0

My code uses pdfminer to convert pdf to text. I want to get the output of these files in a new folder. Currently it's coming in the existing folder from which it does the conversion to .txt using pdfminer. How do I redirect the output to a different folder. I want the output in a folder called "D:\extracted_text" Code till now:

from pdfminer.pdfinterp import PDFResourceManager, PDFPageInterpreter
from pdfminer.converter import TextConverter
from pdfminer.layout import LAParams
from pdfminer.pdfpage import PDFPage
from io import StringIO
import glob
import os

def convert(fname, pages=None):
   if not pages:
       pagenums = set()
   else:
       pagenums = set(pages)

   output = StringIO()
   manager = PDFResourceManager()
   converter = TextConverter(manager, output, laparams=LAParams())
   interpreter = PDFPageInterpreter(manager, converter)

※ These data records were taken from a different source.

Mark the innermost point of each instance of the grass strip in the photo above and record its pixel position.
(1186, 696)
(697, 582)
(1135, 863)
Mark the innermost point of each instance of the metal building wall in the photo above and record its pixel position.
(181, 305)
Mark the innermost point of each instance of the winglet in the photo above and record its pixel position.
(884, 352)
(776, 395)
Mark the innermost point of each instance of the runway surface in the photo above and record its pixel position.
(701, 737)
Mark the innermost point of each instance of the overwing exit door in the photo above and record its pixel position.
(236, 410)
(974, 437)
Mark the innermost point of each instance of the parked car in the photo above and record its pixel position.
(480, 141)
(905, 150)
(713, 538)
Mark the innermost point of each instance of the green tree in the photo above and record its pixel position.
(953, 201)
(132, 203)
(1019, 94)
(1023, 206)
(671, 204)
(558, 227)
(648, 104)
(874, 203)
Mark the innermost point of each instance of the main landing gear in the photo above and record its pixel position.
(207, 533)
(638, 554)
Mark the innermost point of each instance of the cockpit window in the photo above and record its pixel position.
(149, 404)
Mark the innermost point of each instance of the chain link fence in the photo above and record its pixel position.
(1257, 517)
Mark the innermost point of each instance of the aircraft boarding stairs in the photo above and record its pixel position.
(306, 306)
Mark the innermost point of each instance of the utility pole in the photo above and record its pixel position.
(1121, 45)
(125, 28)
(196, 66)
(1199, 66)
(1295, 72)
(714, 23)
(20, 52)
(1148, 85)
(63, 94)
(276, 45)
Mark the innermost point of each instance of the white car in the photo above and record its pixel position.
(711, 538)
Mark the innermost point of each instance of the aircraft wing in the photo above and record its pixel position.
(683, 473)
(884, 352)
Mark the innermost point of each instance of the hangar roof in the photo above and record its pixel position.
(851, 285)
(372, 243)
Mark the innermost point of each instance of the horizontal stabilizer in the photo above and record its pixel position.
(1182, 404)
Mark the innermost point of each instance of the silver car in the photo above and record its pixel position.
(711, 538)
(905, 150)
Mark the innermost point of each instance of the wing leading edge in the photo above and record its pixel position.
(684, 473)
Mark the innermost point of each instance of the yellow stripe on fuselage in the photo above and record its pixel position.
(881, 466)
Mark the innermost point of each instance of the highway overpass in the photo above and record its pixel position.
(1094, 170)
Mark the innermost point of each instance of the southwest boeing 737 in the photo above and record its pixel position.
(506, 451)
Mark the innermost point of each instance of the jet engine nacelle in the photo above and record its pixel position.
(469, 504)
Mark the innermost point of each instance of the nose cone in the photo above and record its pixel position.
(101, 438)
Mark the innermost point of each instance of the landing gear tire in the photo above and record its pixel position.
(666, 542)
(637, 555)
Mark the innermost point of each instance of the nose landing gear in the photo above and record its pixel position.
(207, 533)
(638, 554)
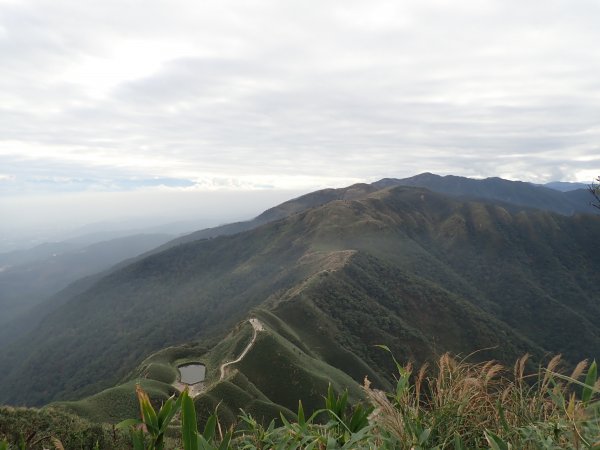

   infile = open(fname, 'rb')
   for page in PDFPage.get_pages(infile, pagenums):
       interpreter.process_page(page)
   infile.close()
   converter.close()
   text = output.getvalue()   
   output.close


   outfile = os.path.splitext(os.path.abspath(fname))[0] + '.txt'
   print(outfile)
   with open(outfile, 'w', encoding = 'utf-8') as pdf_file:
       pdf_file.write(text)

   return text    




directory = glob.glob(r'D:\files\*.pdf')  

for myfiles in directory:  
     convert(myfiles)
ajai biltu
  • 55
  • 6
  • Try this https://stackoverflow.com/a/8024254/11230028 – Chetan Vashisth Jun 06 '19 at 11:56
  • Possible duplicate of [Redirect output of a function that converts pdf to txt files to a new folder in python](https://stackoverflow.com/questions/56482437/redirect-output-of-a-function-that-converts-pdf-to-txt-files-to-a-new-folder-in) – Jonathan Leffler Jun 09 '19 at 05:09
  • What does `print(outfile)` produce? Look at that to work out what needs to change, and then work backwards to see where what you do get comes from, and thereby work out what you can change to get the result you want. This is basic debugging 101 stuff. – Jonathan Leffler Jun 09 '19 at 05:10

0 Answers0